El sisal es un material natural, por lo que pueden aparecer pequeñas diferencias o espacios.
¿Crees que podría tratarse de una diana defectuosa? Entonces, después de leer los consejos a continuación, contacta con nuestro servicio de atención al cliente. Estaremos encantados de ayudarte.
Consejos para mantener tu diana en buen estado por más tiempo
1. Gira la diana regularmente
Quita el anillo de números y gira la diana de vez en cuando un poco.
Así evitas que ciertas secciones (como el 20) se desgasten más rápido que el resto de la diana. Al girarla, distribuyes el desgaste y la diana dura más.

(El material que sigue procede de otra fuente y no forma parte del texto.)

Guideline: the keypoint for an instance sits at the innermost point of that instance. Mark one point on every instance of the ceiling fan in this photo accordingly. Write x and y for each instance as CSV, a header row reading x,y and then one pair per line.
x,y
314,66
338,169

2. Ten en cuenta cuántos jugadores la usan
Comprueba para cuántos jugadores está diseñada la diana. Esto suele indicarse en el embalaje o en el manual del fabricante.
Algunas dianas están hechas para 1–2 jugadores, mientras que otras son adecuadas para grupos de 8 jugadores o más.
No uses intensivamente una diana para pocos jugadores con un grupo grande, ya que esto reduce su vida útil.
3. Mantén la diana seca
Los líquidos pueden dañar el sisal.
Por eso, no uses agua ni productos de limpieza para limpiar la diana.
¿Quieres quitar el polvo? Usa un paño seco o un cepillo suave.
4. Usa dardos con puntas adecuadas
Utiliza dardos con puntas de acero normales y redondeadas.
Puntas demasiado afiladas pueden dañar la diana
Puntas demasiado romas pueden romper las fibras
Puntas con agarre extra pueden arrancar las fibras de sisal al extraer el dardo de la diana
Un buen mantenimiento de las puntas de los dardos ayuda a que la diana se mantenga en buen estado por más tiempo.
5. Monta la diana correctamente
Cuelga la diana firmemente en una pared estable.
Asegúrate de que:
la diana esté bien sujeta
¿Usas un soporte para diana? No añadas demasiados accesorios pesados. El tornillo de soporte de tu diana está diseñado solo para soportar el peso de la propia diana.
Una correcta instalación previene presiones y daños innecesarios.
6. Usa la diana en interiores
Las dianas están hechas de fibras naturales y no toleran bien la humedad ni la luz solar directa.
Por eso, usa tu diana siempre en interiores.
Así evitas que el material se seque, se vuelva quebradizo o cambie de color.